The book I'm writing is a collection of beginner's guides to different expeditions like crossing a desert or skiing to the South Pole. For each chapter, I've been collecting "top tips" from well-known expeditioners. But with sailing, there seems to be such a great community of people sharing information that I thought I might try asking for tips here instead...

If you'd be willing to help, please answer one or more of the questions below. If appropriate, I would then pick some of the best ones and include them as recommendations in my book, credited accordingly:

1. What one item would you recommend someone taking that they might not otherwise have thought of?

2. What would be your one "top tip" for someone considering their first big cruising trip?

3. What one resource would you recommend (e.g. book, website, organisation or piece of software - CruisersForum is already listed!)?

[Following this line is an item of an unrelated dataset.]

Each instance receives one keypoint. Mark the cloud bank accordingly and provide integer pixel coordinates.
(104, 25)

(If you leave your name, boat name and/or website then I will credit you in the book. Or just say otherwise if you'd rather not be mentioned. If you include an email address too then I can run anything by you before it's printed and let you know when the book is out.)

I hope this is an OK thing to ask and not too obscure!

Many thanks for your time.

Tim.

P.S. If it's of interest then you can read more about the book on my website at How To Get To The North Pole | Book by Tim Moss | The Next Challenge


----------



## LakeSuperiorGeezer (Oct 8, 2010)

Here is a list of books: http://www.sailnet.com/forums/general-discussion-sailing-related/18184-recommended-reading.html


----------



## killarney_sailor (May 4, 2006)

1. Item: a remote Wifi antenna; ours snaps into a cheap fitting on the boom - we can often get internet on the boat
2. Tip: have really good ground tackle with all chain anchor rode; Many anchorages in the Pacific are quite deep compared to (for example) the Caribbean so you need 200' at least to go with an excellent primary anchor; one of the new generation anchors (Manson Supreme, Rocna, Spade) will be better than one of the traditionals
3. noonsite.com

Bruce Clark s/v Anina


----------



## wallabycreek (Aug 5, 2004)

*There*

The book is "AROUND-THE-WORLD SAILING GUIDE" at Amazon


----------



## Tim Moss (Nov 25, 2011)

Thanks for the replies guys.

LakeSuperiorGeezer - Thank you for the link to such a big list.

Bruce - Thanks for answering the questions. I particularly like the wifi antenna tip.

WallabyCreek - Hi Alan, I was about to reply to say how good the book looks when I worked out that you are in fact the author! Thanks for posting the link for me. I've just sent you a message.

All the best,
Tim.


----------